The net result is that the GUI is showing cell 2,0 selected, but the
last cell for which the browsecommand was called is 0,0. In my real app
this is an undesirable state. As noted in the comments above, you can
avoid this situation by either not running the event loop during the
browsecommand, or scheduling the lengthy event-looping processes to run
when idle. That queues up *all* clicks for eventual execution, which is
good for some apps but is not what I want for my app.

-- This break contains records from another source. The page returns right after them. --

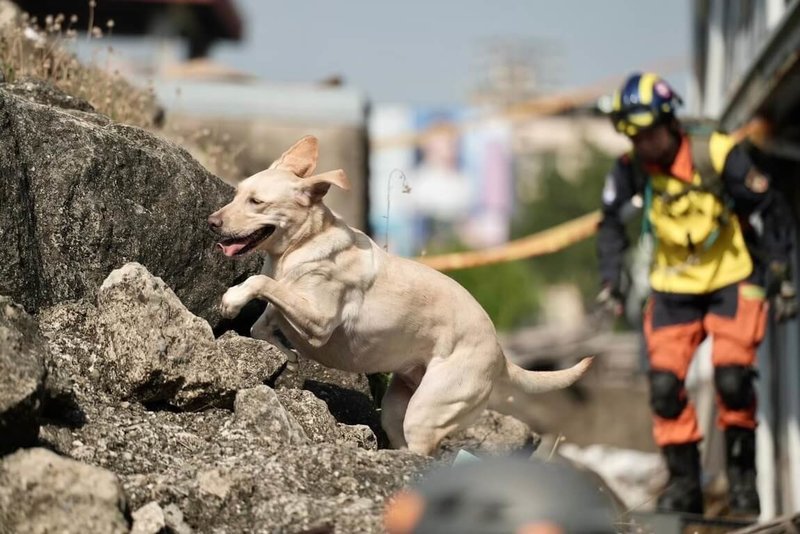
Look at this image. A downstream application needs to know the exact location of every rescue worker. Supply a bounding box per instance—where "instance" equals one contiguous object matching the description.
[597,73,797,515]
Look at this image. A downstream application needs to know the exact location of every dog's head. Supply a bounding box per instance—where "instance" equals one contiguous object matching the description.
[208,136,350,256]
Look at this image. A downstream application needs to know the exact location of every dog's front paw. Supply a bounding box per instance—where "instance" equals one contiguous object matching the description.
[219,284,253,319]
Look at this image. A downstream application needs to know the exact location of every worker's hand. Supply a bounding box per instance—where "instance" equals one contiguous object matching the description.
[767,262,798,323]
[595,284,625,317]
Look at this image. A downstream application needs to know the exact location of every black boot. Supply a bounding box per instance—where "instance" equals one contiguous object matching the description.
[725,427,761,515]
[657,443,703,514]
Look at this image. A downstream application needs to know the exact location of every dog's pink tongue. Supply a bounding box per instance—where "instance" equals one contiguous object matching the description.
[217,243,247,256]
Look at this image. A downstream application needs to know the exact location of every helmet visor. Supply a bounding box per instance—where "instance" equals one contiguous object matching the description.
[611,106,656,136]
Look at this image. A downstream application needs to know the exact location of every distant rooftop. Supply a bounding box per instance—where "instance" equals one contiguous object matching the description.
[14,0,243,57]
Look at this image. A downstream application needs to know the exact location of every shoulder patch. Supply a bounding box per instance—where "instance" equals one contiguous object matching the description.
[744,169,769,195]
[603,173,617,205]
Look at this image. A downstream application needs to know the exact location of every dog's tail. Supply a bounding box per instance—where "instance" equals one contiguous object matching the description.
[507,356,594,394]
[489,357,594,421]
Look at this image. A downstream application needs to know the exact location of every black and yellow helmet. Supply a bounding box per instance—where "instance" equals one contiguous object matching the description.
[610,72,683,137]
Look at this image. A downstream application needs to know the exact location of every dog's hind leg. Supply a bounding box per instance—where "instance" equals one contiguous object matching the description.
[403,350,497,455]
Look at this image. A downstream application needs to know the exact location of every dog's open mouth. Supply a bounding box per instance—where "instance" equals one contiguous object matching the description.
[217,224,275,256]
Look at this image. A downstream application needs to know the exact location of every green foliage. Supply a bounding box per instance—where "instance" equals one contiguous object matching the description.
[438,141,613,331]
[446,261,540,330]
[512,147,613,310]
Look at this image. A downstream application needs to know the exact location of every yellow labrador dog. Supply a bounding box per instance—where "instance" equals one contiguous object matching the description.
[208,136,591,455]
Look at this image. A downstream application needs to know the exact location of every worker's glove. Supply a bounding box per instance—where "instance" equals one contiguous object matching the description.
[767,262,797,323]
[595,284,625,317]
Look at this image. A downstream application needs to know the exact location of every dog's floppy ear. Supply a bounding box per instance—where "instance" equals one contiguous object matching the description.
[269,135,319,178]
[297,169,350,206]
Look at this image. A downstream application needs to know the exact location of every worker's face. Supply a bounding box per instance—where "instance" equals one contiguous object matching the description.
[631,124,677,165]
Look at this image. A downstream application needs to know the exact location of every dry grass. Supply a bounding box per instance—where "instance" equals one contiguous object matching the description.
[0,6,159,128]
[0,0,243,183]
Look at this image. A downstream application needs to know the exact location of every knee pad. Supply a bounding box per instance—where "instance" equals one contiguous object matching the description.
[714,365,756,410]
[650,371,686,419]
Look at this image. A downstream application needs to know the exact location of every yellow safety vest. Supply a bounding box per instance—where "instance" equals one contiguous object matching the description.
[645,132,753,294]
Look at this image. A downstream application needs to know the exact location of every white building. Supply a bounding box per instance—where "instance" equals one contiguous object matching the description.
[690,0,800,518]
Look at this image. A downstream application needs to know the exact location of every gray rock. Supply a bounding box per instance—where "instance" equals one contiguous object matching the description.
[0,82,259,324]
[3,78,96,113]
[0,297,47,455]
[164,504,192,534]
[273,357,389,448]
[130,501,167,534]
[217,330,286,387]
[97,263,275,410]
[234,385,308,445]
[0,448,128,534]
[441,410,540,460]
[45,403,431,534]
[277,389,378,450]
[275,357,370,397]
[37,299,109,408]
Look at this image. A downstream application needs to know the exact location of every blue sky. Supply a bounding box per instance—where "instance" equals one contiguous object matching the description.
[212,0,691,105]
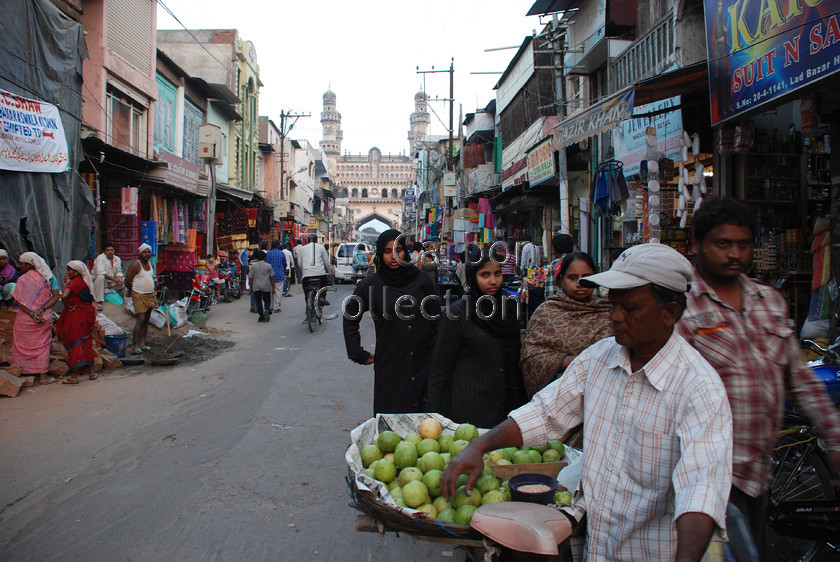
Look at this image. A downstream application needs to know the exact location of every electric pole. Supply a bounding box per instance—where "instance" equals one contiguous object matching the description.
[280,111,310,233]
[417,57,455,239]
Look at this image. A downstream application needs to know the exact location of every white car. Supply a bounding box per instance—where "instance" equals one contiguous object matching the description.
[335,242,373,282]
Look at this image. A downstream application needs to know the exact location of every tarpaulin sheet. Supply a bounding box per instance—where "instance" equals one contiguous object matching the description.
[0,0,94,278]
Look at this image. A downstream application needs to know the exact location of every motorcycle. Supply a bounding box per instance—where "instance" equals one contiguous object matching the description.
[768,338,840,561]
[187,270,219,318]
[219,262,242,302]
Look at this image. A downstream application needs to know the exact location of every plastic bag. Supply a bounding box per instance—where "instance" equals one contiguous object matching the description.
[149,308,167,330]
[557,447,583,495]
[102,290,125,306]
[169,298,187,328]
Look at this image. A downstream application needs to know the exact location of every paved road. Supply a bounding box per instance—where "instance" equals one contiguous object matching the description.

The existing behavior is close to being what I want, ignoring some
clicks that occur during the lengthy process, but it can also ignore the
last click. I'm thinking that the way to handle that is to check at the
very end of the browsecommand whether another cell has been activated
and, if so, process it.

Back on topic: Is the bug in the man page, tktable, or my understanding?
Jeff Hobbs

2007-11-21, 10:15 pm

John Seal wrote:
> I'm trying to understand a certain Tktable behavior which seems to
> contradict what is described in the man page. The man page says that
> -browsecommand "Specifies a command which will be evaluated anytime the
> active cell changes." The behavior in question is seen when the
> -browsecommand is a lengthy process that runs the event loop, as in this
> little demo:


It should be noted in the docs that -browsecommand also does not allow
itself to be called recursively. The C code specifically sets a flag
when in -browsecommand to not call itself until it has finished. That
would clarify what you are seeing as "correct by design" (if not
necessarily as doc'ed).

Jeff
John Seal

2007-11-26, 8:15 am

Jeff Hobbs wrote:
> It should be noted in the docs that -browsecommand also does not allow
> itself to be called recursively. The C code specifically sets a flag
> when in -browsecommand to not call itself until it has finished.


That's not what I'm seeing! See my follow-up posting for an example
where browsecommands seem to nest. I've been adding an explicit check to
the browsecommand in my real app to prevent reentry, which you imply
should be unnecessary.

> That
> would clarify what you are seeing as "correct by design" (if not
> necessarily as doc'ed).


The phrase we use around here is "works as coded"!

Should I write a bug against the man page?